Incluso cuando me levantaba pensando en que ese sería el día, siempre encontraba una excusa para posponerlo. Podía ser que la ropa que quería ponerme no estuviese limpia, que mi pelo se pusiese inmanejable o que durante la clase Patricia se mostrase inusualmente seria. Varias veces a la salida dejé ir a mis amigos, diciendo que necesitaba sacar libros en la biblioteca, para salir un minuto después y detenerme en la esquina, sintiendo que era el momento, y sin poder dar un paso más, mientras la veía alejarse. Otras lograba caminar hacia ella, pero de repente creía percibir una mala señal: una paloma que se posaba inesperadamente sobre una rama, un gato que no lograba saltar un paredón, o una ráfaga de viento que pegaba de costado, llevándome de vuelta por Jujuy. Si Juan venía conmigo ese día, me esperaba a mitad de cuadra, sin decir palabra.
No siempre, pero a veces podía saludarla con un beso de mejilla, más que nada cuando estaba en grupo. Entonces podía dárselo como a una chica entre varias, sin miedo a quedar en evidencia. A la salida podía pasar también, en la esquina que siempre nos dividía. Parecía mentira estar así de cerca de darle un beso de verdad, y recogía un placer tan impune en ese instante, que por miedo a que se diera cuenta resignaba muchas ocasiones de hacerlo.

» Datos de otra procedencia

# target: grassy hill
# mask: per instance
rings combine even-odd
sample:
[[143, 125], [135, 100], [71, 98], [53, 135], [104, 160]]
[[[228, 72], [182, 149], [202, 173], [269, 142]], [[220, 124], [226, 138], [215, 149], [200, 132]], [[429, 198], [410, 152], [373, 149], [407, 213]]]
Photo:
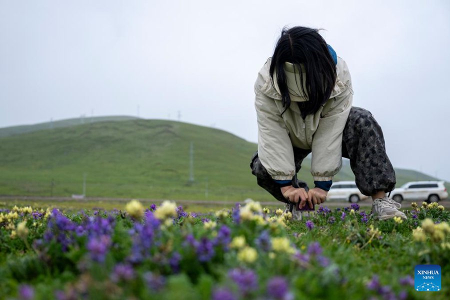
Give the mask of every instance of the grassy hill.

A veces me enojaba con ella, me mostraba molesto con todos en clase y salía solo, directo hacia mi casa, a despecho de cualquier posible iniciativa que ella pudiese tener. No podía evitar pensarla caminando detrás de mí, apurándose para tomarme del brazo y preguntarme qué me pasaba. Posibilidad que se hacía absurda cuando hacía una cuadra, llegando a la plaza. En vano me detenía un momento en la esquina, aprovechando el bebedero de la heladería.
Cesar gustaba de Débora, aplicada y cortante, por momentos agresiva, tenía un peinado que (especulábamos) la madre debía hacerle todas las mañanas. Sus chances no parecían mayores a las mías. Sole ignoraba completamente a Juan, una vez incluso se rió en voz alta cuando Natalia lo mencionó en una conversación. Carlos y Ezequiel la zafaban, siempre parecía irles bien y nunca se enganchaban con nadie. “Lo que pasa es que vos pensás demasiado” me decían. Pero estar en el colegio era muy distinto a ir a bailar.
En un boliche el alcohol anula la capacidad de pensar bien, entonces la cabeza agarra el primer salvavidas que encuentra, las decisiones son rápidas, actuar por impulso se vuelve lo mas lógico. La música está tan alta que reduce las conversaciones al mínimo, todo tiende a resolverse con miradas, alguna frase, un gesto, bailar un tema o dos. La oscuridad y la cantidad de gente hacen que uno pueda enfrentar muchos fracasos como si fueran el primero, incluso a pocos metros de distancia (algunos se dedican a tocar los culos de todas las que pasan en fila). Pero la oscuridad, también hace que las personas se vean mejores de lo que son.
La tarde del viernes 31 de agosto de 2001, en la esquina de Jujuy y Entre Ríos, no tenía oscuridad, ni música, ni un tumulto de gente donde esconderse en caso de una derrota. Salimos temprano, había faltado la profesora de inglés. Todos se habían ido, y Patricia se quedó hablando conmigo en la esquina. No había sol, mala señal, pero reíamos. En mi cuaderno de comunicados yo había puesto “Sres padres: la profe faltó por borracha que es, nos vamos a la mierda…” y la preceptora como nunca leía nada lo había firmado igual. Y entonces se lo dije. Todo.